SENP1 inhibition suppresses the growth of lung cancer cells through activation of A20-mediated ferroptosis

Background: Ferroptosis is a type of cell death driven by iron accumulation and lipid peroxidation, which is involved in the pathogenesis of various tumors. Small ubiquitin-like modifier (SUMO)-specific protease 1 (SENP1) is a critical SUMO-specific protease, which controls multiple cellular signaling processes.

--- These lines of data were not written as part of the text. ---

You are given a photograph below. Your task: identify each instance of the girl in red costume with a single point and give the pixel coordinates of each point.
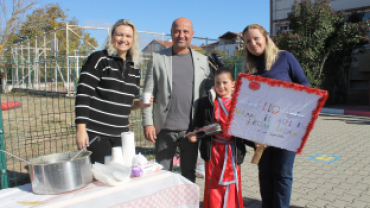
(222, 153)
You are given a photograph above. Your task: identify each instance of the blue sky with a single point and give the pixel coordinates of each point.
(210, 18)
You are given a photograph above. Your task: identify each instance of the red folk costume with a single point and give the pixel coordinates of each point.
(222, 174)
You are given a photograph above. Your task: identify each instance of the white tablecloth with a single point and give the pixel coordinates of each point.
(161, 189)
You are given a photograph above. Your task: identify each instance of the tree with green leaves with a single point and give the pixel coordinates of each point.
(323, 41)
(50, 18)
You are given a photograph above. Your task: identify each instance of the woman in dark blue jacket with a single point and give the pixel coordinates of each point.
(263, 58)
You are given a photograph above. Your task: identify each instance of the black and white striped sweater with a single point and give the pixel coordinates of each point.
(105, 93)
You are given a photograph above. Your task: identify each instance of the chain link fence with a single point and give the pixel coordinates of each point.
(38, 84)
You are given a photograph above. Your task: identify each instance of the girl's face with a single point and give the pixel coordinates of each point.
(224, 84)
(255, 42)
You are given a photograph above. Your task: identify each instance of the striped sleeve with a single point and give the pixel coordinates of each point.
(137, 81)
(88, 81)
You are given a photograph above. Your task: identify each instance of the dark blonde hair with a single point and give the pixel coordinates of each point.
(271, 51)
(225, 70)
(134, 50)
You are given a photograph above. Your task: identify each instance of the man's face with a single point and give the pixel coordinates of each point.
(181, 33)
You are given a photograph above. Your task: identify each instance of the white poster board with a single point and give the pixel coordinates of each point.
(274, 113)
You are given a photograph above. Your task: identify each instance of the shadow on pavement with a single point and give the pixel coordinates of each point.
(348, 119)
(251, 203)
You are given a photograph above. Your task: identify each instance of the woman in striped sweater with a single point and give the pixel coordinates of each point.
(109, 82)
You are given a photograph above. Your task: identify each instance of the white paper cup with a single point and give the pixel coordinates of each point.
(146, 97)
(117, 155)
(107, 159)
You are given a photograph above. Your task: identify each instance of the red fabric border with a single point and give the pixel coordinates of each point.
(277, 83)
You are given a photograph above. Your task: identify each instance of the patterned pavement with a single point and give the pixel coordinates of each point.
(337, 175)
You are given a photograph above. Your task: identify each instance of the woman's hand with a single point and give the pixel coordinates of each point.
(142, 105)
(258, 144)
(192, 137)
(82, 138)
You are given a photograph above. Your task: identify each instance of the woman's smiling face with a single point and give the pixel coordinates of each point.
(255, 42)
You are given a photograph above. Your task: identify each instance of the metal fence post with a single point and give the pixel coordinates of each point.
(3, 170)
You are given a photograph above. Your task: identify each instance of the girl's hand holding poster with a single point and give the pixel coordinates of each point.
(274, 113)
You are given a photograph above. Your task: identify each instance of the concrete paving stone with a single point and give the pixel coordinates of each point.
(359, 204)
(311, 185)
(330, 206)
(328, 185)
(354, 192)
(354, 179)
(363, 172)
(298, 184)
(301, 203)
(344, 186)
(366, 180)
(310, 196)
(329, 197)
(364, 198)
(348, 198)
(335, 180)
(340, 203)
(295, 196)
(318, 203)
(302, 191)
(337, 191)
(320, 191)
(349, 172)
(361, 186)
(367, 192)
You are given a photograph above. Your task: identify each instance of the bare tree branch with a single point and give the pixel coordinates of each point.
(11, 18)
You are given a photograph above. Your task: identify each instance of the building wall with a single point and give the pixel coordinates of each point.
(281, 8)
(359, 75)
(229, 49)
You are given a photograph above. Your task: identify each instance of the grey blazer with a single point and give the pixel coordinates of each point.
(158, 81)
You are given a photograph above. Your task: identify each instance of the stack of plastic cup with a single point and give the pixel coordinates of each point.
(107, 159)
(117, 155)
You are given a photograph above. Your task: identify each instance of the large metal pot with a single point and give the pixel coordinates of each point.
(55, 174)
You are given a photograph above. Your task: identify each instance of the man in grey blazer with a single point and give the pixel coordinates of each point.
(176, 78)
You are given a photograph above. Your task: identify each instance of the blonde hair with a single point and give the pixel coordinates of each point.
(271, 51)
(134, 50)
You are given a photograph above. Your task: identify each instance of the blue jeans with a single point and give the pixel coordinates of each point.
(276, 177)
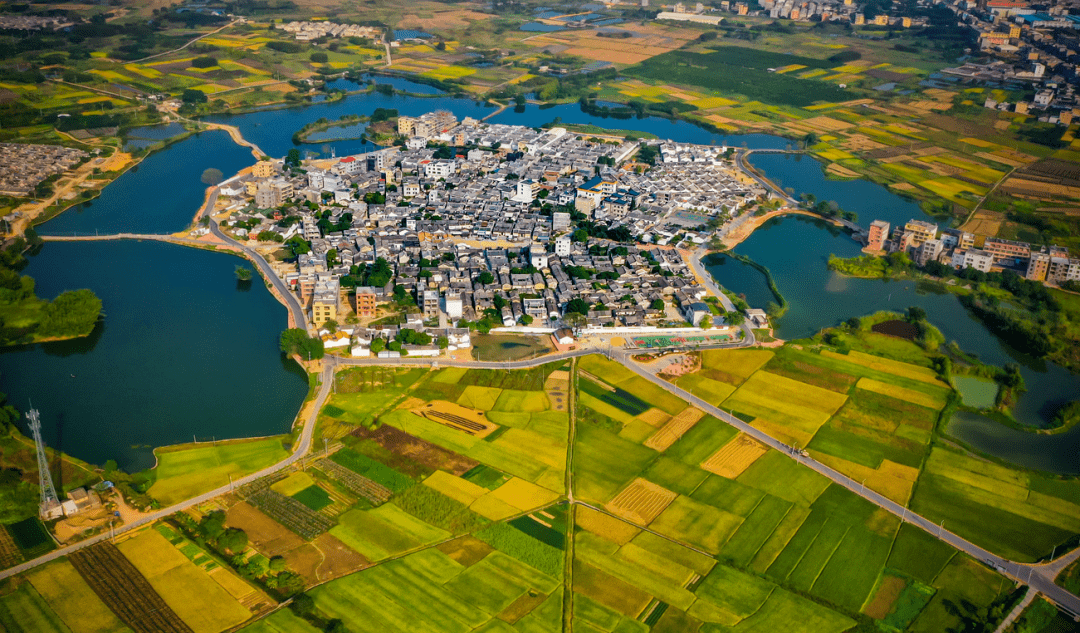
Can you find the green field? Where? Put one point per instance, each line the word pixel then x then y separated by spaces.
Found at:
pixel 192 470
pixel 72 600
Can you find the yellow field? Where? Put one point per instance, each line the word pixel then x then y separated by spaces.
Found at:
pixel 888 365
pixel 231 582
pixel 72 600
pixel 710 103
pixel 147 72
pixel 640 501
pixel 900 392
pixel 740 363
pixel 110 75
pixel 199 601
pixel 612 529
pixel 455 487
pixel 655 417
pixel 213 88
pixel 783 407
pixel 731 459
pixel 482 398
pixel 674 429
pixel 494 509
pixel 293 484
pixel 450 72
pixel 524 495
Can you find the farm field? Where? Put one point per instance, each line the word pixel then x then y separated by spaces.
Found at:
pixel 689 526
pixel 190 470
pixel 200 601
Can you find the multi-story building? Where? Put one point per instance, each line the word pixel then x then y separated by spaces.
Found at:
pixel 957 239
pixel 877 234
pixel 972 258
pixel 1038 266
pixel 1063 269
pixel 262 170
pixel 454 305
pixel 430 304
pixel 365 300
pixel 1002 250
pixel 563 245
pixel 928 252
pixel 920 231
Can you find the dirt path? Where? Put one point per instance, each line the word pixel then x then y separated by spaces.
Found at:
pixel 737 237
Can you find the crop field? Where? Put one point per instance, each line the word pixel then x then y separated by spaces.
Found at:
pixel 675 428
pixel 24 610
pixel 291 513
pixel 786 408
pixel 431 592
pixel 198 600
pixel 72 600
pixel 734 457
pixel 125 591
pixel 738 363
pixel 196 469
pixel 385 532
pixel 642 501
pixel 970 494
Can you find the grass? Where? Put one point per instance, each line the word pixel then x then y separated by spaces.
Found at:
pixel 282 621
pixel 24 610
pixel 191 470
pixel 640 568
pixel 787 408
pixel 696 523
pixel 604 462
pixel 199 601
pixel 524 548
pixel 779 475
pixel 733 591
pixel 970 494
pixel 313 497
pixel 72 600
pixel 918 554
pixel 385 532
pixel 373 470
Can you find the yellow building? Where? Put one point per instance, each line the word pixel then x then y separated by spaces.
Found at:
pixel 920 231
pixel 262 170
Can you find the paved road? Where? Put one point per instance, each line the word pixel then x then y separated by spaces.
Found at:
pixel 1036 576
pixel 711 285
pixel 299 319
pixel 741 163
pixel 298 452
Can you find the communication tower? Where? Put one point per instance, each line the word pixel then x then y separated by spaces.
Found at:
pixel 50 503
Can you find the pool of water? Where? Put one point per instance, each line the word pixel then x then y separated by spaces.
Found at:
pixel 160 194
pixel 184 350
pixel 975 391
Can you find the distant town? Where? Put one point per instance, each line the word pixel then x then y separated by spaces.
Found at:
pixel 522 228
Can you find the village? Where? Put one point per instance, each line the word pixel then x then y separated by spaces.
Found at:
pixel 925 242
pixel 542 230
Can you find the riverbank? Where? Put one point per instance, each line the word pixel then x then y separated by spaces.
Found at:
pixel 744 230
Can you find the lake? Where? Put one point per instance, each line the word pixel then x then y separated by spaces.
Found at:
pixel 794 247
pixel 184 350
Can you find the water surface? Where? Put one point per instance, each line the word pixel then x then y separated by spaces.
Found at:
pixel 184 350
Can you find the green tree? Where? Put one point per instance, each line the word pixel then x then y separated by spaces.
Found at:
pixel 71 313
pixel 233 540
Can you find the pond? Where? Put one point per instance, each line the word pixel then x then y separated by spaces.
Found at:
pixel 975 391
pixel 184 350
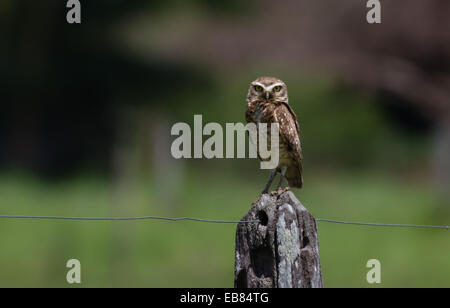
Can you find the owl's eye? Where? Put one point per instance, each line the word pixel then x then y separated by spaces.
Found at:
pixel 277 89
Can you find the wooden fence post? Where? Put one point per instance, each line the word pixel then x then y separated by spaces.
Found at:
pixel 282 250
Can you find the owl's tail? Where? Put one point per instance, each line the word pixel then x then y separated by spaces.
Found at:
pixel 294 177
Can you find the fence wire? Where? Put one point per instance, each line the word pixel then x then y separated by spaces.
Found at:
pixel 211 220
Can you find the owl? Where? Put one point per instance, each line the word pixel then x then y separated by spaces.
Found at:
pixel 267 102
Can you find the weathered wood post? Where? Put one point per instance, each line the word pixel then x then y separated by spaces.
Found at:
pixel 282 250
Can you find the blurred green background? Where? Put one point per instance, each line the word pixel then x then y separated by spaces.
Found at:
pixel 86 112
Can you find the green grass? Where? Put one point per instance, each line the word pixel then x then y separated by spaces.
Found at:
pixel 189 254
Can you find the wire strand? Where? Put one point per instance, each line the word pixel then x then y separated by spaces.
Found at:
pixel 127 219
pixel 211 220
pixel 381 225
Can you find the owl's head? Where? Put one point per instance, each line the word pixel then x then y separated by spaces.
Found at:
pixel 269 89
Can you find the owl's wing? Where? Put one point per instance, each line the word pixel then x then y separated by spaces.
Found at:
pixel 290 134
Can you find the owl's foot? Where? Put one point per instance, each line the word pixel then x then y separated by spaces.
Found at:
pixel 279 191
pixel 269 182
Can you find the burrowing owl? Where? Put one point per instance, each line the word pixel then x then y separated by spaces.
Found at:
pixel 267 102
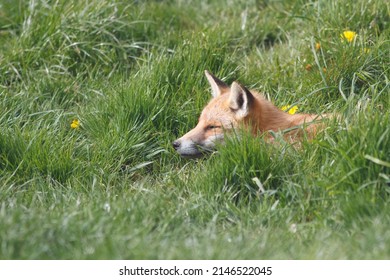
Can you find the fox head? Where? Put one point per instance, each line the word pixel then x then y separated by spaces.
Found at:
pixel 226 110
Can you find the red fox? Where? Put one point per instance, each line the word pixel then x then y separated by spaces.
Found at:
pixel 235 106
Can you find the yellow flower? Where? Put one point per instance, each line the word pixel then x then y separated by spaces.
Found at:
pixel 291 110
pixel 348 35
pixel 75 124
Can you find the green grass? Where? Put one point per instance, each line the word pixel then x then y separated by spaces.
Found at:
pixel 132 73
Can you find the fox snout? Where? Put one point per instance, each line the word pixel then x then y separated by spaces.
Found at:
pixel 193 148
pixel 187 148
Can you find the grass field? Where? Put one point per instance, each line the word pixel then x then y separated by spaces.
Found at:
pixel 132 74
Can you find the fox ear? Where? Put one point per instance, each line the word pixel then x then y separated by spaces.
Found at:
pixel 217 86
pixel 240 99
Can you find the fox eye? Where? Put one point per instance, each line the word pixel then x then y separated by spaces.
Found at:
pixel 212 127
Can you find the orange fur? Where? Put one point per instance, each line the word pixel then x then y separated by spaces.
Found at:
pixel 234 106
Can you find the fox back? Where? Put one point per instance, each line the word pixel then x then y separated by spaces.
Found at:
pixel 233 107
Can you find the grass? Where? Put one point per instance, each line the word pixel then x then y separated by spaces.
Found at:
pixel 132 74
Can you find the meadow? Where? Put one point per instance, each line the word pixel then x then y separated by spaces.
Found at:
pixel 93 92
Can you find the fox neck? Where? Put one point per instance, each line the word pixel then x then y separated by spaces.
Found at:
pixel 265 116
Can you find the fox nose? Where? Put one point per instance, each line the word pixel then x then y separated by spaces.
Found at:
pixel 176 144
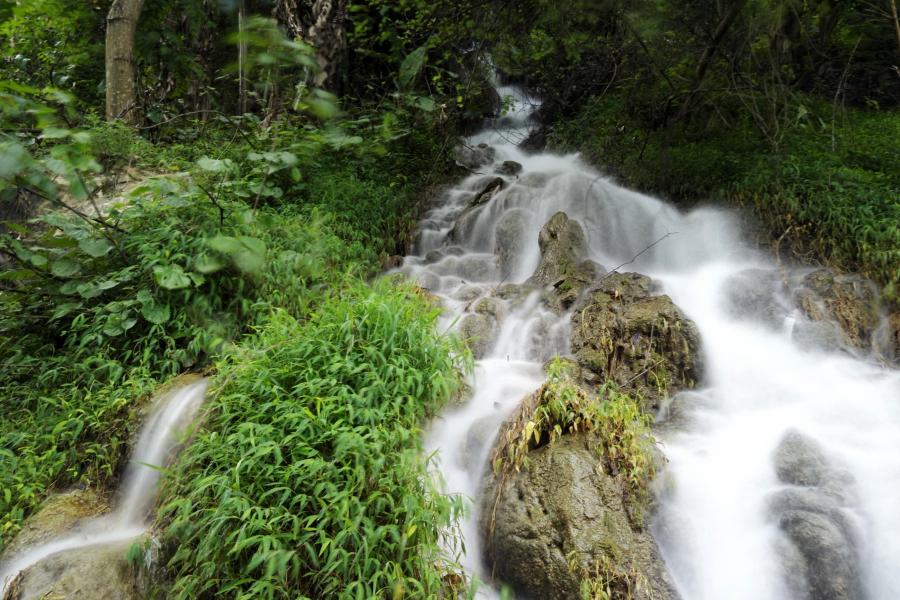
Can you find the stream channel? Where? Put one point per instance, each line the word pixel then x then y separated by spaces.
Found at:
pixel 761 387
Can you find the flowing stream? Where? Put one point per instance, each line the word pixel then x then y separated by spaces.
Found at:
pixel 170 417
pixel 759 384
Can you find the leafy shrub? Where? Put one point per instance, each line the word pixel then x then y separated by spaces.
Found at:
pixel 308 479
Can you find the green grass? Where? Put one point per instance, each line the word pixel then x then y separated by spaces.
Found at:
pixel 842 204
pixel 308 479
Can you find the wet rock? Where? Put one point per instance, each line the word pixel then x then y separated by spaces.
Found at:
pixel 533 179
pixel 643 343
pixel 560 505
pixel 467 293
pixel 479 332
pixel 817 337
pixel 571 368
pixel 58 517
pixel 817 530
pixel 464 224
pixel 393 262
pixel 491 307
pixel 564 292
pixel 487 191
pixel 426 280
pixel 474 158
pixel 847 300
pixel 831 562
pixel 793 569
pixel 510 235
pixel 90 573
pixel 563 247
pixel 799 460
pixel 480 436
pixel 509 168
pixel 752 295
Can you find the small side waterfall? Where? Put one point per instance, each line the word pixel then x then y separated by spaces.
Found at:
pixel 163 431
pixel 732 517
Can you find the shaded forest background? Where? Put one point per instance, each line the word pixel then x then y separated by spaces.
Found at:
pixel 260 161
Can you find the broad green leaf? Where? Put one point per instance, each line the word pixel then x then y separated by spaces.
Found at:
pixel 208 264
pixel 211 164
pixel 171 277
pixel 65 267
pixel 18 274
pixel 96 247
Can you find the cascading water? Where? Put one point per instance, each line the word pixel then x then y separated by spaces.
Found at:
pixel 162 432
pixel 717 527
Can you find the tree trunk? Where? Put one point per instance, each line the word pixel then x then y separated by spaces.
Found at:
pixel 121 24
pixel 322 25
pixel 896 22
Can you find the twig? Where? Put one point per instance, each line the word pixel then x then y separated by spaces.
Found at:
pixel 668 233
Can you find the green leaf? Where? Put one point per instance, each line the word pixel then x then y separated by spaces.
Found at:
pixel 65 267
pixel 211 164
pixel 208 264
pixel 20 274
pixel 96 247
pixel 411 66
pixel 51 133
pixel 156 313
pixel 171 277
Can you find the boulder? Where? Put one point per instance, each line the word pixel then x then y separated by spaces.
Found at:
pixel 510 236
pixel 474 158
pixel 479 332
pixel 641 342
pixel 90 573
pixel 820 541
pixel 467 293
pixel 799 461
pixel 58 517
pixel 509 168
pixel 561 505
pixel 477 269
pixel 563 247
pixel 491 307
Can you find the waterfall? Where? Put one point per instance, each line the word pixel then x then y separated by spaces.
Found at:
pixel 718 525
pixel 169 419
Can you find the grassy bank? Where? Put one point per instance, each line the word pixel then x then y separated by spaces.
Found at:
pixel 250 264
pixel 829 178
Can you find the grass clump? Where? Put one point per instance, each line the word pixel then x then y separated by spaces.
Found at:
pixel 308 479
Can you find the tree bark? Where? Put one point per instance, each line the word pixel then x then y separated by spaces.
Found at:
pixel 322 25
pixel 896 22
pixel 121 24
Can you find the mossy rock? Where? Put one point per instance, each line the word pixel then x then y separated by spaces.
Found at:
pixel 562 507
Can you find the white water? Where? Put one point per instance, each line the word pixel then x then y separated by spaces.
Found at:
pixel 758 384
pixel 164 429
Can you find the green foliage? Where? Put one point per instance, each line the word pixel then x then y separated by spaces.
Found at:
pixel 308 480
pixel 561 407
pixel 56 437
pixel 835 183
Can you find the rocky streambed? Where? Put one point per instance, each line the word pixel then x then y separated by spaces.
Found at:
pixel 535 256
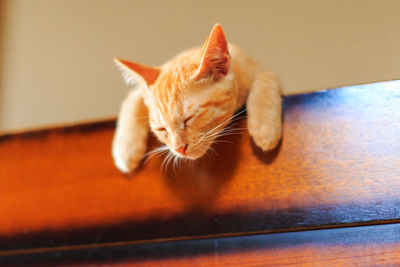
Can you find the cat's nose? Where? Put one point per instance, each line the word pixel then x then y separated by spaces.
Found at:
pixel 182 149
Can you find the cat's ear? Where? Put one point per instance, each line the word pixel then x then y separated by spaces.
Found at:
pixel 215 60
pixel 134 72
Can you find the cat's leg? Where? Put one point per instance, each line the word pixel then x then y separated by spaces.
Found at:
pixel 130 138
pixel 264 109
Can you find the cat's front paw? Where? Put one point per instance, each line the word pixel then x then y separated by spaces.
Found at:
pixel 266 137
pixel 126 159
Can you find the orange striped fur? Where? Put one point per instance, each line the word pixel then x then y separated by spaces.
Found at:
pixel 188 101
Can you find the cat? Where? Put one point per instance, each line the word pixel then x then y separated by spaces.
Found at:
pixel 188 101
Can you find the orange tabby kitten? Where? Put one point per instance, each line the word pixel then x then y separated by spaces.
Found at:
pixel 189 100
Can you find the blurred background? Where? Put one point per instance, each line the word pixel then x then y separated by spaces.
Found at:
pixel 56 56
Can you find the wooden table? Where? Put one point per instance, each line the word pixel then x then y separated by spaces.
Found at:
pixel 330 193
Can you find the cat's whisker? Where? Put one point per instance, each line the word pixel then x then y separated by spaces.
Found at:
pixel 229 120
pixel 156 152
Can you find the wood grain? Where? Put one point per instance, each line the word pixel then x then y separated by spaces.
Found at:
pixel 353 246
pixel 338 163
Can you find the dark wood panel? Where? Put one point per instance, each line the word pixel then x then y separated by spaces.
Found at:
pixel 354 246
pixel 338 163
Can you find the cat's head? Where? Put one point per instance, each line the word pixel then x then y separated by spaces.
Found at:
pixel 190 98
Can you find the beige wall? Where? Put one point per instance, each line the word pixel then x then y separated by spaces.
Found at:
pixel 56 55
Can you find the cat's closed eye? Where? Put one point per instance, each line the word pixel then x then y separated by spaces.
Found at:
pixel 185 122
pixel 161 129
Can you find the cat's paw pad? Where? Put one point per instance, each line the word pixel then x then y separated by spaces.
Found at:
pixel 125 161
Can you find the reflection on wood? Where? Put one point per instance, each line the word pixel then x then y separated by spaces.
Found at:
pixel 338 163
pixel 359 246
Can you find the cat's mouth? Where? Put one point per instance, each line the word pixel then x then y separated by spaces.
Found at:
pixel 192 153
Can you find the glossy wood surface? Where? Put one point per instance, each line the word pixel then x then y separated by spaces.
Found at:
pixel 354 246
pixel 338 163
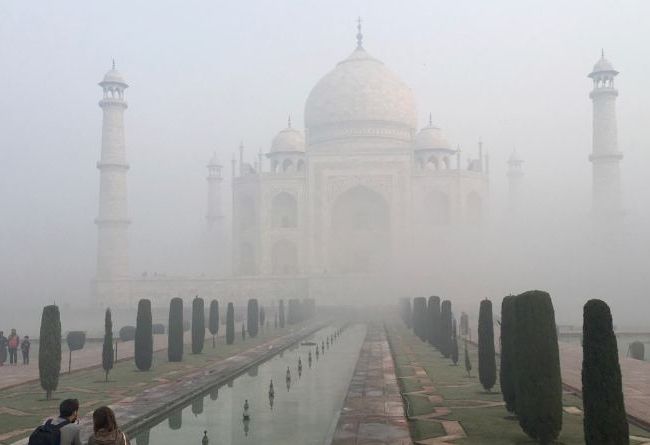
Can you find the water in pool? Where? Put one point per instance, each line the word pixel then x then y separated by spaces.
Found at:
pixel 304 409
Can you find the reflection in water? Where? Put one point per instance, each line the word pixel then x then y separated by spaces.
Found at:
pixel 197 406
pixel 306 414
pixel 176 420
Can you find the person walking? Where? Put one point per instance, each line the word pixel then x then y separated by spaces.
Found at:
pixel 64 430
pixel 105 429
pixel 3 348
pixel 12 342
pixel 24 347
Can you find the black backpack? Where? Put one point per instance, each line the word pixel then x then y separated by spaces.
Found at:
pixel 47 434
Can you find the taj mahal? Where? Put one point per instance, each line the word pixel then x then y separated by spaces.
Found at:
pixel 338 208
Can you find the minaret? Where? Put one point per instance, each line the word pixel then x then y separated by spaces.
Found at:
pixel 214 214
pixel 605 157
pixel 515 179
pixel 112 221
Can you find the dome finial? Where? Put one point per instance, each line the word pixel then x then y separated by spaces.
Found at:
pixel 359 35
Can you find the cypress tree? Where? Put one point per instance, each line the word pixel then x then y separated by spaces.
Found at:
pixel 454 344
pixel 405 311
pixel 445 328
pixel 262 317
pixel 538 383
pixel 230 324
pixel 198 325
pixel 281 313
pixel 507 368
pixel 107 347
pixel 175 331
pixel 433 321
pixel 604 420
pixel 487 367
pixel 143 336
pixel 468 363
pixel 420 317
pixel 213 322
pixel 253 317
pixel 49 350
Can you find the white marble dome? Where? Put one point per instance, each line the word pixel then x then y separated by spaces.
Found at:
pixel 288 140
pixel 360 97
pixel 431 138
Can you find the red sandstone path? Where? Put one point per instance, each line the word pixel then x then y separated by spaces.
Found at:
pixel 636 380
pixel 88 357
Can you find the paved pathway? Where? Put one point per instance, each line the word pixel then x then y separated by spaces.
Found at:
pixel 373 412
pixel 89 357
pixel 636 381
pixel 139 409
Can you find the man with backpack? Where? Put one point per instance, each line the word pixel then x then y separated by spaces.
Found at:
pixel 63 430
pixel 12 344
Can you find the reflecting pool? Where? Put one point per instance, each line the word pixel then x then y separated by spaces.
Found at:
pixel 303 410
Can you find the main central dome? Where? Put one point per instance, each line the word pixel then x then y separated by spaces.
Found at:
pixel 360 98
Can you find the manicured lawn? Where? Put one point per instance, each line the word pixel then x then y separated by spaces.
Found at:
pixel 463 395
pixel 23 407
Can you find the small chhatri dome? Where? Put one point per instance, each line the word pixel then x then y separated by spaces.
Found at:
pixel 603 66
pixel 431 138
pixel 360 97
pixel 113 76
pixel 288 140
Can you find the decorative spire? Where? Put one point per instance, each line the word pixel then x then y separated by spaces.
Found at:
pixel 359 35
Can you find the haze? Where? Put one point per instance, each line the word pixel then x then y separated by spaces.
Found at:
pixel 204 76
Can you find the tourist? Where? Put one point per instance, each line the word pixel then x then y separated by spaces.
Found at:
pixel 66 426
pixel 12 342
pixel 105 430
pixel 24 347
pixel 3 348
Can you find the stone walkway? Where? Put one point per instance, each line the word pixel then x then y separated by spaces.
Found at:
pixel 137 410
pixel 373 412
pixel 636 381
pixel 90 356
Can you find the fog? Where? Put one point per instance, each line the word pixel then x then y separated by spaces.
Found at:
pixel 204 76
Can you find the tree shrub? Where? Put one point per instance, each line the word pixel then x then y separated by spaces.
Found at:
pixel 420 317
pixel 604 419
pixel 143 336
pixel 538 384
pixel 49 350
pixel 253 317
pixel 107 347
pixel 198 325
pixel 507 368
pixel 487 367
pixel 433 319
pixel 175 331
pixel 230 324
pixel 213 322
pixel 445 328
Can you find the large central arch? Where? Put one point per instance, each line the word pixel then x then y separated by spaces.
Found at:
pixel 360 232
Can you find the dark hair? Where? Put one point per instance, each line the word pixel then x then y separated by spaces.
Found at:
pixel 104 419
pixel 68 407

However, the roles and mechanisms of SENP1-mediated protein SUMOylation in the regulation of cell death and ferroptosis remain unexplored. Methods: The gene expression of SENP1 and ferroptosis-related genes in samples of lung cancer patient and cells were determined by immunohistochemical staining, real-time polymerase chain reaction (RT-qPCR) and Western blot. The association of gene expression with the survival rate of lung cancer patients was analyzed from public database. The erastin and cisplatin was used to induce ferroptosis, and cell ferroptosis were determined by evaluated lipid-reactive oxygen species (ROS), cell viability and electron microscopy. The protein interaction was determined by immunoprecipitation (IP) and shotgun proteomics analysis. An in vivo tumor transplantation model of immunodeficient mice was used to evaluate the effect of SENP1 on tumor growth in vivo. Results: SENP1 is aberrantly overexpressed in lung cancer cells and is associated with the low survival rate of patients. SENP1 inhibition by short hairpin RNA transduction or a specific inhibitor suppressed the proliferation and growth of lung cancer cells both in vitro and in vivo. SENP1 overexpression protected lung cancer cells from ferroptosis induced by erastin or cisplatin. Transcriptome and proteomics profiles revealed the involvement of SUMOylation regulation of the inflammation signal A20 in SENP1 inhibition-induced ferroptosis. Functional studies proved that A20 functions as a positive inducer and enhances the ferroptosis of A549 cells. A20 was shown to interact with ACSL4 and SLC7A11 to regulate the ferroptosis of lung cancer cells. Conclusions: SENP1 was identified as a suppressor of ferroptosis through a novel network of A20 SUMOylation links ACSL4 and SLC7A11 in lung cancer cells. SENP1 inhibition promotes ferroptosis and apoptosis and represents a novel therapeutic target for lung cancer therapy.